Frag die WOZ : Warum sind linke Genossenschaften bünzlig?

«Warum sind linke Genossenschaften so bünzlig?»
D. M. per Mail
Das ist nicht nur eine sehr gute Frage, sondern auch eine rhetorisch-suggestive.
Um sie stellen zu können, müssen Sie in irgendeiner Form mit linken Genossenschaften interagiert haben. Wahrscheinlich sind Sie Teil einer solchen. Diese Erfahrung hinterlässt bei Ihnen offenbar den Eindruck, dass dort Kleinkariertheit oder Spiessigkeit dominieren – was man in der Schweiz gemeinhin als «bünzlig» bezeichnet.
Auf meine Nachfrage, welche Arten von Genossenschaften Sie denn meinen, haben Sie geantwortet, es gehe um Bau- und Wohngenossenschaften. Indem Sie nach linken Genossenschaften fragen, machen Sie ja implizit klar, dass es auch nichtlinke Genossenschaften gibt. Was natürlich absolut stimmt. So gibt es auch Genossenschaften, denen es beim bezahlbaren Wohnraum zugleich darum geht, für wen dieser Wohnraum eben nicht bezahlbar sein soll. Grundsätzlich ist die Kernidee einer Genossenschaft eine universalistische. Auch Partikularinteressen kommen manchmal in einem genossenschaftlichen Kleid daher. Solche Genossenschaften sind jedoch alles andere als links. Vor allem dann nicht, wenn ökonomische Gleichheit als eine der fundamentalen Voraussetzungen des Linksseins begriffen wird.

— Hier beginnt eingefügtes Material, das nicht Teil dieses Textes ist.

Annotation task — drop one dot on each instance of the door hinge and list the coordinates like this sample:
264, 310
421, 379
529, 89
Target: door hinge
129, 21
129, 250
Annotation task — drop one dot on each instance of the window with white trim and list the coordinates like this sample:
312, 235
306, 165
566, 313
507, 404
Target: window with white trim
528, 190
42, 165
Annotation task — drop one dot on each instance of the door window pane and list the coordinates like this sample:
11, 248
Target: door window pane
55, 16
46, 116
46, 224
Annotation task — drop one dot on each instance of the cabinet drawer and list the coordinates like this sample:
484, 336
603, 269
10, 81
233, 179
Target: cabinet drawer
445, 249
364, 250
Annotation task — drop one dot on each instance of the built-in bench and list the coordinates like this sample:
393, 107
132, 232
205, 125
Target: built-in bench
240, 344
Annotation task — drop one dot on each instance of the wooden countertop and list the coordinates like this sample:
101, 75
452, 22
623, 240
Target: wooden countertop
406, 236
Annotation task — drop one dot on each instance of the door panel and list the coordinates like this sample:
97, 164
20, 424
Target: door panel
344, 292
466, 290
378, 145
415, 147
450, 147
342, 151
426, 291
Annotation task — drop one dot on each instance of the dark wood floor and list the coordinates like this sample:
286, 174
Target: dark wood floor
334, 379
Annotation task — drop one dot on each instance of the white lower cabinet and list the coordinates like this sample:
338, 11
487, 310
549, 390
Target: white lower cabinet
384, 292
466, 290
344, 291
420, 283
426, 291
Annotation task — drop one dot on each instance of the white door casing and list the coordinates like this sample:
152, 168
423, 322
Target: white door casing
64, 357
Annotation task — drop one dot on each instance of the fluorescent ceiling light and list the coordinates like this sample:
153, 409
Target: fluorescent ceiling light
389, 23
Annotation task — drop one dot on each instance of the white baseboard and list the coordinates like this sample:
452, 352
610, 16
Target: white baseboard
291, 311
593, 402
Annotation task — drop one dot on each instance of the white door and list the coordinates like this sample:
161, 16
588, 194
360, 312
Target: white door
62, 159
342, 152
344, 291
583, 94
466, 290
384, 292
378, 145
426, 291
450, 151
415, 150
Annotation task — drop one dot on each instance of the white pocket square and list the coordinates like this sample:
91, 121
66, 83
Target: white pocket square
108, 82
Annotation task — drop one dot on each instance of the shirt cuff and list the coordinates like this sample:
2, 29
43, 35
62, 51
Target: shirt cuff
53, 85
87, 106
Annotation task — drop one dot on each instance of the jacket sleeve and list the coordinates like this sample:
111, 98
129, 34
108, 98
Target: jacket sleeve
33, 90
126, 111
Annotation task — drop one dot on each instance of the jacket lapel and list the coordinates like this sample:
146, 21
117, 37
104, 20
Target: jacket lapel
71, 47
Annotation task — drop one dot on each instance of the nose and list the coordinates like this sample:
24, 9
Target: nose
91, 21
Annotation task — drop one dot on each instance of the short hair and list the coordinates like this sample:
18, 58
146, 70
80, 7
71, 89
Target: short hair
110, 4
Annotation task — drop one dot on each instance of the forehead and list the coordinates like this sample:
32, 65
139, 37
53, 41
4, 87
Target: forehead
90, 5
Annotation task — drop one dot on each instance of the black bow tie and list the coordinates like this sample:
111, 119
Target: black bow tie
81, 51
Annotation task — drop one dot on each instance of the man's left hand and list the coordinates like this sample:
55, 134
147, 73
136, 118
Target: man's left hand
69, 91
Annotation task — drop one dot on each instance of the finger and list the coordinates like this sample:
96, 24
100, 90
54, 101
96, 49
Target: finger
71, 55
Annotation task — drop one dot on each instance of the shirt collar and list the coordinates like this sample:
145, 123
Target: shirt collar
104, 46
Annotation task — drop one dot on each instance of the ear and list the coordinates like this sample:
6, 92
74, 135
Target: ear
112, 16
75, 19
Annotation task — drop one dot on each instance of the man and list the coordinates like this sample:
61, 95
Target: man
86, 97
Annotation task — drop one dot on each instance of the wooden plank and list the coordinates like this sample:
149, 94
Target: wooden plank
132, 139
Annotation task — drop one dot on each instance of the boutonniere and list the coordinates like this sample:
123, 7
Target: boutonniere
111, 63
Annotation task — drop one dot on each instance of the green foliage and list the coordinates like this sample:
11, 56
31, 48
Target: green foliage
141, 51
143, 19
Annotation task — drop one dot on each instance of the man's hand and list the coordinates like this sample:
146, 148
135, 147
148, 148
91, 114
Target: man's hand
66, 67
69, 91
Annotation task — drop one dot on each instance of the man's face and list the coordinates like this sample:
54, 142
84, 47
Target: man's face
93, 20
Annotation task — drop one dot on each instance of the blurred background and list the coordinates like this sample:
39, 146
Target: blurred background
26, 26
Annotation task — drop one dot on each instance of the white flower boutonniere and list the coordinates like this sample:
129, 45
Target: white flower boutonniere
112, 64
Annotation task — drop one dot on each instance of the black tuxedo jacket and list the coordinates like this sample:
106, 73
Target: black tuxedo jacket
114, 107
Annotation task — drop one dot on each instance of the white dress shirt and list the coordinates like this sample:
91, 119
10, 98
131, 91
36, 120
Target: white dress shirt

Nun geht es bei Verteilungsfragen in hochkapitalisierten, postindustriellen Staaten wie der Schweiz längst nicht mehr nur allein um ökonomisches Kapital. Der Zugang zu Genossenschaften kann auch durch soziales, kulturelles und symbolisches Kapital erschwert sein – also durch Netzwerke, Bildung, Sprache, Habitus. Damit wir eine Genossenschaft wirklich als links bezeichnen können, müsste sie alle diese Kapitalhürden möglichst tief halten. Doch fokussieren wir dennoch auf die ökonomischen Hürden: Verlangt eine Genossenschaft eine finanzielle Beteiligung von mehreren 10 000 Franken, ist sie wohl im besten Fall linksliberal. Versucht sie, durch Quoten und Solidaritätsfonds sozial Schwächere einzubeziehen, bewegt sie sich im sozialdemokratischen Feld. Versteht sie sich als Kollektiv, das Eigentum und Arbeit gemeinsam verwaltet und Hierarchien möglichst abbaut, dann nähert sie sich dem sozialistischen Spektrum an. Wenn Menschen gemeinsam Häuser besetzen, niemandem etwas gehört und allen alles, ist das im rechtlichen Sinn keine Genossenschaft, was nicht bedeutet, dass es in einem anarchosyndikalistischen tatsächlich auch keine ist.
In diesen sehr verschiedenen Richtungen des Linksseins gibt es folglich auch unterschiedliche Organisations- und Verwaltungsformen. Insbesondere jene Organisationen, die politisch und ökonomisch demokratisch agieren, benötigen – neben einer gesunden Portion Flexibilität – erprobte und etablierte Werkzeuge, um sich, auf Gleichheit beruhend, selbst verwalten zu können: verbindliche Strukturen und Abläufe, Verlässlichkeit, die eine oder andere Arbeitsgruppe, Konsensrituale, Moderationsrunden, Protokollorgien, für alle gültige Regeln und Formalitäten – allesamt auch Coucousin:en der Spiessigkeit, der grossen Schwester des Bünzlitums. So gesehen können linke Genossenschaften also gut als bünzlig bezeichnet werden.
Warum also nicht ein wenig bünzlig sein, wenn Exaktheit, Transparenz, Zuverlässigkeit und Rechtssicherheit Waffen gegen die Willkür jener darstellen, die Macht und Ressourcen allein für sich beanspruchen? Vor allem jetzt, wo sowieso viele Begriffe neu besetzt werden, Rechte das «Alternative», die «Revolution» und den «kleinen Mann» gekapert haben, sollten Linke sich trauen zurückzuschlagen. In diesem Sinne also, ACAB: All cooperatives are bünzlig!